The mutation interpreter is already general and decl-agnostic. Store::run_body_op (oxc-runtime/src/lib.rs:3548+) interprets an Operation sequence (InsertIof, InsertTuple, Update, For, If, Return, … — oxc-protocol/src/core_ir.rs:389) and does not take the MutationDecl; the decl is consulted only for argument validation and capability checks at the boundary. The storage write methods (emit_iof_assertion, emit_relation_tuple, emit_individual_property_assertion) are origin-agnostic.

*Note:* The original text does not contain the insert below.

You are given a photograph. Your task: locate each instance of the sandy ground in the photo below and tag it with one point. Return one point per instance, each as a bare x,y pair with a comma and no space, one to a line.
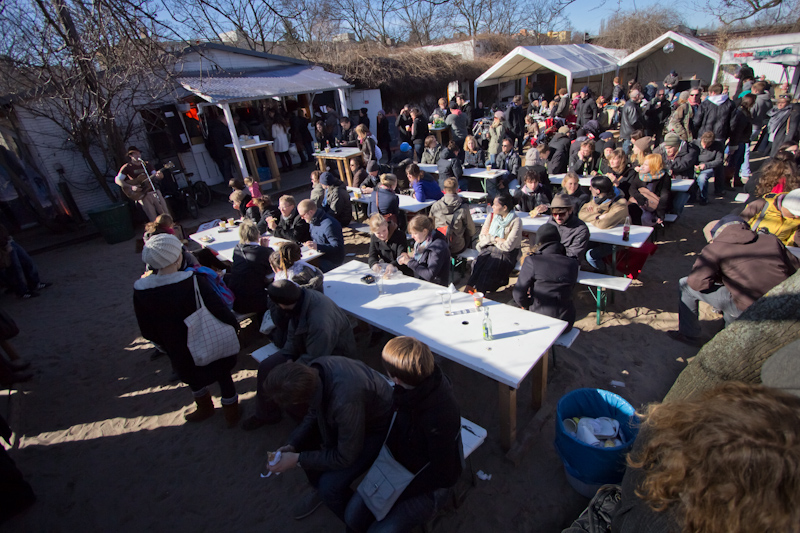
100,433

So the constraint is not semantic. It is three concrete wiring gaps:

  1. No request field for a body. DispatchDescriptor is { qualified_path, args, return_type } (oxc-serve/src/lib.rs:2671); resolution is query_decls.get(qualified_path) → 404 if absent. There is nowhere to put a body. (The runtime refusal ARGON_RUNTIME_UNSUPPORTED_QUERY_BODY at oxc-serve/src/lib.rs:6749 is a narrower executor gap — field projections in bodies are not yet executable — not an ad-hoc policy.)

  2. The compiler frontend is not linked into the serving binary. oxc-serve and oxc-runtime depend on oxc-reasoning, oxc-protocol, oxc-oxbin (+ storage) — and not oxc-parser, oxc-check, oxc-instantiate, oxc-resolver, or oxc-db (verified in both Cargo.tomls). The runtime can compile pre-lowered IR but cannot turn source text into IR.

  3. Name/type resolution is build-time. The frontend’s full type-checker (oxc-check) is bound to a Salsa OxcDb/Workspace/resolver.

The fourth fact reshapes the whole design and is why this is tractable:

Lowering is already decoupled from Salsa. oxc_parser::parse(source_text: &str) -> Parse (oxc-parser/src/lib.rs:44) is standalone — string in, parse tree out, no DB. Rule-body lowering is body_to_atoms_ctx(list: &SyntaxNode, ctx: &LowerCtx) -> Vec<AtomIR> (atom_lower.rs:49), and LowerCtx (expr_lower.rs:116) resolves names through plain closuresresolve_type: &dyn Fn(&str) -> Option<NameRef>, plus enum-variant and field-optionality resolvers — not Salsa. In oxc-instantiate/src/lower.rs, every &dyn OxcDb use is parse_file(db, file): the DB’s only job in the lowering data path is to produce the parse tree.

The genuinely Salsa-heavy component is oxc-check (reference resolution + full type inference via resolve_path(db, workspace, file, …) and lower_type_expr(…)), and it runs separately, after lowering. So “decouple frontend lowering from Salsa” splits into two very different tasks:

  • (a) Lowering is already call-site-decoupled. The work is to build a LowerCtx whose closures are backed by the runtime Module / .oxbin catalog instead of the build-time file pre-pass. Small.
  • (b) Type-checking is Salsa-bound. Reproducing it at runtime — or deciding ad-hoc bodies get lighter validation — is the large, separable decision.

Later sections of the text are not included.